Neither Nicholas nor his successors feel fully in control of Penhally, as it is entailed down the generations. Nor are they in control of their lives, as they are dominated firstly by the house, then love and then outside events (initially the Civil War, then events in the South after the Civil War, such as emancipation) and finally personal failure (fratricide and wanton spending). The fratricide is only the final nail in the coffin, after the house has passed out of the family.
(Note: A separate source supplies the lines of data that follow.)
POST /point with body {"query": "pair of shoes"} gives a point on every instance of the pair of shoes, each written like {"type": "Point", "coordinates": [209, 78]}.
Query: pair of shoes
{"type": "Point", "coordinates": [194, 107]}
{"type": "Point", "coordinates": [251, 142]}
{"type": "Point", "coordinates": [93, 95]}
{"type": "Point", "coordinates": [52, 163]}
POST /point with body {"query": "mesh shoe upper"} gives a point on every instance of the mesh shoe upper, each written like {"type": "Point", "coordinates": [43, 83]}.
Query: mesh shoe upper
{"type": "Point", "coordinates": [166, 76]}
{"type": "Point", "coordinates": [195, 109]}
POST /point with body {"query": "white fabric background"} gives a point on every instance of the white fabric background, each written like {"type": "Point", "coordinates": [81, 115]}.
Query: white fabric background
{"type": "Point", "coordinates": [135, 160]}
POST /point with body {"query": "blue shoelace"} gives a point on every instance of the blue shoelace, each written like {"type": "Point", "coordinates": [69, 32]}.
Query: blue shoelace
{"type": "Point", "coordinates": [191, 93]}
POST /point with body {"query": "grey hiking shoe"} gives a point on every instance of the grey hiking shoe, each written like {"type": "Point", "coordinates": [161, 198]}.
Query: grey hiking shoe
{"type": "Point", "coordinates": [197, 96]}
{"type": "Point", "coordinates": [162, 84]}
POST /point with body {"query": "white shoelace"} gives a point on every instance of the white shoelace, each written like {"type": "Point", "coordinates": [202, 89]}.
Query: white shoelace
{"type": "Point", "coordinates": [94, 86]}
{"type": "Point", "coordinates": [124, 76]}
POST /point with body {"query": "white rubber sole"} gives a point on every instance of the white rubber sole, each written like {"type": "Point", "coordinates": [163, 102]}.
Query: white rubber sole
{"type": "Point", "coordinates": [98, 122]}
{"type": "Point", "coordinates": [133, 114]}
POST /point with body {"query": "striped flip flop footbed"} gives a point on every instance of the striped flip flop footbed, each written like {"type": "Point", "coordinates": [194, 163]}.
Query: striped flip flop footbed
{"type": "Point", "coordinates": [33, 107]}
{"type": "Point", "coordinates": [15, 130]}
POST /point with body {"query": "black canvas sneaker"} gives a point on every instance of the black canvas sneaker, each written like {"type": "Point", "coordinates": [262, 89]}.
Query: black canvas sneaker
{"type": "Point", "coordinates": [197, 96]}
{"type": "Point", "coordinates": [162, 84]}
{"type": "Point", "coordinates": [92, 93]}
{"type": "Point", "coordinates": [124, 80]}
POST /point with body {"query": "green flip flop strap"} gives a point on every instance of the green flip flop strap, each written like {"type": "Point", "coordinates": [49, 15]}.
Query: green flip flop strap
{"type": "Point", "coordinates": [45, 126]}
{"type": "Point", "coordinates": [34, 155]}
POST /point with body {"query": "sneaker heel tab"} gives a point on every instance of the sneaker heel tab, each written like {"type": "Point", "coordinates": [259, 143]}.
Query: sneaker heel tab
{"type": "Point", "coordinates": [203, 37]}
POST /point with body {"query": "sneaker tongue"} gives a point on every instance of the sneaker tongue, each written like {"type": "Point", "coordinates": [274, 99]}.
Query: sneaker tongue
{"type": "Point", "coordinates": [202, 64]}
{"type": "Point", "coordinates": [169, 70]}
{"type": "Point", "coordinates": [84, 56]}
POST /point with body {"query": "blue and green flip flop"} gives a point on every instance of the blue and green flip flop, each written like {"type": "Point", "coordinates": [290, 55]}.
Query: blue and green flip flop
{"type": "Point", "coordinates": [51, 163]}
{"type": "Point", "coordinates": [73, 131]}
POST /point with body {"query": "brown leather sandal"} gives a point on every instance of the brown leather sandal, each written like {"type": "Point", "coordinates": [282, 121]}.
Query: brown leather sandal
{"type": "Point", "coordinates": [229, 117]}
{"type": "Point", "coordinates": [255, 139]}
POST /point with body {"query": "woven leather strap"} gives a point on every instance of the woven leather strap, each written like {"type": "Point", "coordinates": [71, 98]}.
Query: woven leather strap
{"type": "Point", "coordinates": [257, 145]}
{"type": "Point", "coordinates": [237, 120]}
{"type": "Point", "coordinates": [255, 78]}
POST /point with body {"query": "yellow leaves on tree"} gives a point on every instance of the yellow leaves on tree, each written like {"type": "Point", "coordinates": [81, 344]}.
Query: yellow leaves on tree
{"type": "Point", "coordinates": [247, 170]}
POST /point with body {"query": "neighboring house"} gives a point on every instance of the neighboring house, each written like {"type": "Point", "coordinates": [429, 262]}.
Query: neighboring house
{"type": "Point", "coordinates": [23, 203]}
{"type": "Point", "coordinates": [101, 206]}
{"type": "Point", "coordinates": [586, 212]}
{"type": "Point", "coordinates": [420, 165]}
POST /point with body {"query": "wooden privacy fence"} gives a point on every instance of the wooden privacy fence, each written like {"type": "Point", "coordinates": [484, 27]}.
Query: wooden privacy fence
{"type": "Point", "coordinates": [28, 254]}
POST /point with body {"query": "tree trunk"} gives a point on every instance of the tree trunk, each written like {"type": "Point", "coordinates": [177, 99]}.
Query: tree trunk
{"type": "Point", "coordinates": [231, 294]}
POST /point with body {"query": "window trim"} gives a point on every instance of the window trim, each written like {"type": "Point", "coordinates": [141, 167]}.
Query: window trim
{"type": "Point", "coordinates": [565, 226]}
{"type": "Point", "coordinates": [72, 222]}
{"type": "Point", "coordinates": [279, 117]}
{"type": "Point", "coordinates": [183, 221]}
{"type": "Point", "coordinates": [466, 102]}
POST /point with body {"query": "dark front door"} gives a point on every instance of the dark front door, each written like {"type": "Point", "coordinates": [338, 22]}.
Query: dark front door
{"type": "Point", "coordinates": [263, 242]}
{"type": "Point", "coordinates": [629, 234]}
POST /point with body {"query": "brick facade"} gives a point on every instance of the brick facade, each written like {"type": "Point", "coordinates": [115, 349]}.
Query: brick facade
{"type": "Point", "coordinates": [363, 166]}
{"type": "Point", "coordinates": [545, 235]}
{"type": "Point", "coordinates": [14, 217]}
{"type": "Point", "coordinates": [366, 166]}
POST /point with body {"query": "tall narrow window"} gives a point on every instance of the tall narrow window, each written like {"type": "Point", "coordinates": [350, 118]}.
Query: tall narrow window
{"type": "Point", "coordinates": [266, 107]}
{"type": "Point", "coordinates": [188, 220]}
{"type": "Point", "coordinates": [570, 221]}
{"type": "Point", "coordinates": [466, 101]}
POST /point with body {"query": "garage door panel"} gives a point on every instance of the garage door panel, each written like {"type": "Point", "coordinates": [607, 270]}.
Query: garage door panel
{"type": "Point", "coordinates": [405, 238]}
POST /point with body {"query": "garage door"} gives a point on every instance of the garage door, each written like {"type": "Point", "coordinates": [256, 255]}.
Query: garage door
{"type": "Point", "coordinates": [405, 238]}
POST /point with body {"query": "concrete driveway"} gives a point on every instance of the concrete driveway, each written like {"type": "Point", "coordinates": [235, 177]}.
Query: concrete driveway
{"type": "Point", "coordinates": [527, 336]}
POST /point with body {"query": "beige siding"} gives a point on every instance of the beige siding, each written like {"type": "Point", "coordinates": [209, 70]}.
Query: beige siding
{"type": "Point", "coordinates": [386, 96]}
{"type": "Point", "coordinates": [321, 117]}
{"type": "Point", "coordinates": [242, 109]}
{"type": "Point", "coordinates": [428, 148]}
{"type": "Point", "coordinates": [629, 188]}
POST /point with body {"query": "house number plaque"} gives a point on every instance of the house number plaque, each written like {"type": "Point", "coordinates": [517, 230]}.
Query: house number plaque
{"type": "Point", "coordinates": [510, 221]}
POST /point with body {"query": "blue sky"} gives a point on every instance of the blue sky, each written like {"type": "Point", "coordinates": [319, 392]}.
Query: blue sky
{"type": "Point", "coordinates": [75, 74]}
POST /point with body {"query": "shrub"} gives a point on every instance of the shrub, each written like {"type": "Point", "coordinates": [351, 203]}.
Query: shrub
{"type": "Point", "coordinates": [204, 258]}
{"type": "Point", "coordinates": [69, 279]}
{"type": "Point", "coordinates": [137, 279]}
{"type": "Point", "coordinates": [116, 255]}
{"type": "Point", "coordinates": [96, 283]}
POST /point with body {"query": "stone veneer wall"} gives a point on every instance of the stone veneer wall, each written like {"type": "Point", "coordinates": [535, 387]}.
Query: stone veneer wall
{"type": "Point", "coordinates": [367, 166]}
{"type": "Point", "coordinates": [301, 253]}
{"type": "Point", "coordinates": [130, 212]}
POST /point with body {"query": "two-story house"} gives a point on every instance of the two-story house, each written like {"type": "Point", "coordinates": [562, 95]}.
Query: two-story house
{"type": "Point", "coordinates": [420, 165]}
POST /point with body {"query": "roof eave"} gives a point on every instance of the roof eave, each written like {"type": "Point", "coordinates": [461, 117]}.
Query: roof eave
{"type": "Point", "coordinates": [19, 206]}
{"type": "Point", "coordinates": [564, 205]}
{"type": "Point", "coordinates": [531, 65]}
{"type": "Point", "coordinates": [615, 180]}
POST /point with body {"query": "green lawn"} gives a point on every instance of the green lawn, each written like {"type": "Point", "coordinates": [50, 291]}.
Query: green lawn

Is Penhally the South? I am sure that Gordon did not intend it to be but, in many respects, it could seem to be, as it passes from an area where land and honour are all important to an area where only money matters, with the change being caused partially by outside events and partially by the internal actors. Her treatment of the Civil War is interesting as it is not a war that rushes in and changes lives as in, say, Gone with the Wind. Rather it creeps in, gradually overwhelming all of them, whether by the expense of helping the cause, the depredations of the Yankees or, more importantly, the death of family members. Nor does she dwell on the effects, jumping directly from the death of Ralph’s son Charles in 1863 to events in 1900.
Ford Madox Ford described Penhally as the best American novel that I know. This is undoubtedly an exaggeration but it as good a history of the South as you will get.